Some noteworthy hearings in the next couple of weeks will preview issues sure to preoccupy lawmakers when the legislature meets for its next regular session in January. For example:
September 14–The state’s budget for public education for 2012-2013 comes up for a public hearing next Tuesday in front of staffers of the Legislative Budget Board and Governor’s Budget Office. These legislative and executive budget staffers, standing in for their bosses, will examine the budget proposed by the Texas Education Agency, which contains deep and unwise cuts in key education programs (e.g., science labs, teacher mentoring, after-school programs for at-risk students). The agency’s budget proposal reflects budget cuts demanded by Gov. Rick Perry, Lt. Gov. David Dewhurst, and House Speaker Joe Straus. Speaker Straus has said these cuts are “just the beginning.” Texas AFT will be testifying for a more balanced approach to current budget problems, one that taps the state Rainy Day Fund (containing more than $8 billion) to weather current recession-induced revenue shortfalls. Along with our partners in the Texas Forward coalition, we also will make the point that a longer-term shortfall in education funding is the result of wrongheaded decisions by lawmakers in years past that reduced state and local revenue streams for public education–and the solution now is not to shortchange education even more.

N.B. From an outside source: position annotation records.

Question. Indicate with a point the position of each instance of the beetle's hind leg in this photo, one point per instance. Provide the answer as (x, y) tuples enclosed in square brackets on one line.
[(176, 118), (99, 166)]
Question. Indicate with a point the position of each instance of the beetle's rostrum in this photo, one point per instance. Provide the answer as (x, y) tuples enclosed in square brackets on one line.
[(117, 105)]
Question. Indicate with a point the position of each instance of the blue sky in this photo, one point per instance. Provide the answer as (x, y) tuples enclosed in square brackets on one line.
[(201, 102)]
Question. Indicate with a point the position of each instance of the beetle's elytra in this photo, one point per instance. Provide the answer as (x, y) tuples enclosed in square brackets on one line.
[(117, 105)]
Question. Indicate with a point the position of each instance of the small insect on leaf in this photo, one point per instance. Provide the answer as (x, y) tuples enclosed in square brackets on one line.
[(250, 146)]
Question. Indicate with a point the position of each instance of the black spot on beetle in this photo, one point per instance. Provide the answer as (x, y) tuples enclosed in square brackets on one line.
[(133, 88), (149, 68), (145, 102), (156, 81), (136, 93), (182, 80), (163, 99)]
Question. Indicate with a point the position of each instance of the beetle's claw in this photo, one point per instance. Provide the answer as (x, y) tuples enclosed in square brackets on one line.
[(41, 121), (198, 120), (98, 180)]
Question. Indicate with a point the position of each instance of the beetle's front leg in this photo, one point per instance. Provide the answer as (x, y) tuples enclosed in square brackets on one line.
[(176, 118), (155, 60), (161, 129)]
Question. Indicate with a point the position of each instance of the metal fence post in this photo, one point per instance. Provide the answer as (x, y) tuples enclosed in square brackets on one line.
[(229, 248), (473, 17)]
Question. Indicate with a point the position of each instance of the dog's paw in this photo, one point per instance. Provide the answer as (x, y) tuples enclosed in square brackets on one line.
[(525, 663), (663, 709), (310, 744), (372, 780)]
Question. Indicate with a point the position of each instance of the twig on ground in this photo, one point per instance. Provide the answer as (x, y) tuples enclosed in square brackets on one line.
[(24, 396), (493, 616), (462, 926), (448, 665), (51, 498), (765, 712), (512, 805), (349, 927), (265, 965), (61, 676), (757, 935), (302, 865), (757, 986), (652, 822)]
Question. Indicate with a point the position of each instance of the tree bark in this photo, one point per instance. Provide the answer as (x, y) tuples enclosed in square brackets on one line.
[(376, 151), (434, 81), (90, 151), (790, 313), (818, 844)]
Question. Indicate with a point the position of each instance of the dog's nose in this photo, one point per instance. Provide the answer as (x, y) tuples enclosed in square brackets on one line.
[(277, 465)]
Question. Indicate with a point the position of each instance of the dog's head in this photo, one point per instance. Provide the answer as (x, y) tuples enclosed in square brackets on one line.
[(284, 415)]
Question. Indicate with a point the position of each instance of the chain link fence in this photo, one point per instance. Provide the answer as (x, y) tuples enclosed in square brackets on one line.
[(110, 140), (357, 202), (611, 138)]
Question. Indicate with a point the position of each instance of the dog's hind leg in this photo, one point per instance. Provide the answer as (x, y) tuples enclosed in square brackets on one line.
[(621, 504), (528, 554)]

September 16–A select committee of state senators, representatives, business leaders (and a few educators) will consider options for change in state school-finance formulas. The committee, co-chaired by Sen. Florence Shapiro, Republican of Plano, and Rep. Rob Eissler, Republican of The Woodlands, is made up of appointees of the governor, lieutenant governor, and House speaker. Given its composition, and given that we’re in the midst of election season, we don’t exactly expect a searching critique of the policy mistakes that have put us in the financial fix described above. But this committee still will likely be an incubator for policy initiatives in the 2011 session, even if some good ideas may only see the light of day in a minority report.
September 24–The Senate Education Committee (chaired by Shapiro) and the House Public Education Committee (chaired by Eissler) will hold a rare joint hearing, focusing on the topic of school accountability, with particular emphasis on the changes made by the legislature in 2009. The state’s test-based accountability system, heavily reliant on the standardized Texas Assessment of Knowledge and Skills (TAKS) and its successor, the State of Texas Assessments of Academic Readiness (STAAR), is still in need of a drastic makeover, in Texas AFT’s view, and we will make the case for an alternative approach. Hallmarks of that Texas AFT alternative:
–end reliance on a single test to measure success;
–use multiple measures to gauge growth and guide instruction, including social/emotional learning measures;
–restore teachers’ authority over instructional time, reducing excessive emphasis on test prep;
–bar use of inherently flawed “value added” statistical models for individual teacher evaluation;
—end punitive sanctions, use supportive interventions;
–use appropriate tests for students with disabilities and English Language Learners;
–hold school districts accountable for providing a supportive environment for learning that reflects real employee input and collaboration;
–build community services for students and families into neighborhood schools.